Here at Lit Up we believe that all ships rise together. In that spirit every week we will give a shout out to our sister literary pod on the west coast, The Los Angeles Review of Books Radio Hour (actually a half hour, but they’re aspirational) hosted by LARB editor-in-chief Tom Lutz, fiction editor Laurie Winer, and author Seth Greenland. This week we are featuring their interview with LA writer Nina Revoyr, best known for a novel called Southland from 2003 that focuses on racial dynamics in LA, and her latest novel is Lost Canyon, which takes place in the sierra mountains. Check out her episode here.
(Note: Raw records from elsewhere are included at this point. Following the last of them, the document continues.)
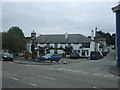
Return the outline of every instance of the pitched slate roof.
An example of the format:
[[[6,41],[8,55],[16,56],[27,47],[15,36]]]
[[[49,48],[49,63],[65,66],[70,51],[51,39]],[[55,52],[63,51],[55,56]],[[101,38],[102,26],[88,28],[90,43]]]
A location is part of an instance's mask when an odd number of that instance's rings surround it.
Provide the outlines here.
[[[36,43],[90,43],[91,39],[81,34],[40,35],[36,38]]]

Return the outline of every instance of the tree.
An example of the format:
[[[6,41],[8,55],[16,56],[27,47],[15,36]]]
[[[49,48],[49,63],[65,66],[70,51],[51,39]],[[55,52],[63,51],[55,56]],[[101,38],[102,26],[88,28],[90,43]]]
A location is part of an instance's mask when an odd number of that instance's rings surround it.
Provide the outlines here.
[[[19,27],[11,27],[7,32],[3,33],[3,49],[12,53],[18,53],[26,48],[25,36]]]

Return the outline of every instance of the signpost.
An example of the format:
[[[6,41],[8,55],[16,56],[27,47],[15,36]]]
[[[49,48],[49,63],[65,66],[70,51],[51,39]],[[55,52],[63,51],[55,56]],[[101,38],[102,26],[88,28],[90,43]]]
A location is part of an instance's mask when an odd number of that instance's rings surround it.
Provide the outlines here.
[[[32,45],[31,45],[31,51],[32,51],[32,59],[35,60],[35,40],[36,40],[36,32],[33,30],[31,32],[31,40],[32,40]]]
[[[113,7],[112,10],[116,13],[116,66],[120,68],[120,2],[116,7]]]

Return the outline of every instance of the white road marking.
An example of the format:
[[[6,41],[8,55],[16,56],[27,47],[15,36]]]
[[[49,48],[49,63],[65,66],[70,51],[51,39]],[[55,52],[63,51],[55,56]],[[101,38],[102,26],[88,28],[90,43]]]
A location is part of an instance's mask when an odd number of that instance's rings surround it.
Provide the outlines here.
[[[92,75],[95,75],[95,76],[101,76],[102,73],[93,73]]]
[[[12,78],[12,79],[14,79],[14,80],[16,80],[16,81],[18,81],[18,80],[19,80],[18,78]]]
[[[104,77],[114,77],[115,75],[110,75],[110,74],[106,74],[106,75],[103,75]]]
[[[24,82],[24,83],[29,84],[29,85],[32,85],[32,86],[34,86],[34,87],[37,86],[36,84],[29,83],[29,82],[27,82],[27,81],[21,81],[20,79],[15,78],[15,77],[10,77],[10,76],[5,76],[5,77],[11,78],[11,79],[16,80],[16,81],[19,80],[20,82]]]
[[[54,69],[55,68],[51,68]],[[67,68],[58,68],[57,70],[61,70],[61,71],[68,71],[68,72],[75,72],[75,73],[81,73],[81,74],[88,74],[88,75],[94,75],[94,76],[103,76],[103,77],[115,77],[115,75],[111,75],[111,74],[103,74],[103,73],[91,73],[91,72],[85,72],[82,70],[73,70],[73,69],[67,69]],[[116,77],[119,78],[119,77]]]
[[[47,77],[47,76],[42,76],[42,75],[37,75],[37,74],[31,74],[31,75],[39,76],[39,77],[43,77],[43,78],[47,78],[47,79],[56,80],[55,78],[51,78],[51,77]]]

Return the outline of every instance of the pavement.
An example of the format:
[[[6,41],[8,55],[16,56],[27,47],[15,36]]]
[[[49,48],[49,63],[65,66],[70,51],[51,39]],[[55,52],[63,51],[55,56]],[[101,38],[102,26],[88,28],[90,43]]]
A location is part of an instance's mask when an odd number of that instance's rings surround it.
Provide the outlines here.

Please let us know what you think of the episode @thelitupshow on Twitter and Instagram.

XOXO Angie

Crosley Sloane (c) Caitlin Mitchell_crop TheClasp.indd

Buy The Clasp on Amazon, Barnes & Noble or at your local independent bookstore.

SLOANE CROSLEY is the author of The New York Times bestselling essay collections, I Was Told There’d Be Cake (Riverhead Books, 2008), How Did You Get This Number (Riverhead Books, 2010) and the e-book Up The Down Volcano (2011). She served as editor of The Best American Travel Writing series (Mariner Books, 2011) and has contributed to a variety of anthologies. She is featured in The 50 Funniest American Writers: An Anthology of Humor from Mark Twain to The Onion (2011) and The Best American Nonrequired Reading (2011). I Was Told There’d Be Cake was a finalist for The Thurber Prize for American Humor.

Sloane’s work has appeared in Esquire, GQ, Bon Appetit, Playboy, Elle, W, Salon, The New York Times Book Review, New York Magazine, Vice, The Believer, The Wall Street Journal, Smithsonian, The Guardian and National Public Radio’s “All Things Considered.” She was the inaugural columnist for The New York Times Op-Ed “Townies” series. She has been a frequent contributor to The New York Times, The Village Voice, The New York Observer, a contributing editor at Black Book and is currently a contributing editor at Interview Magazine. In 2011, she wrote a weekly column for The Independent in the UK. Her fiction has appeared in McSweeney’s and Esopus.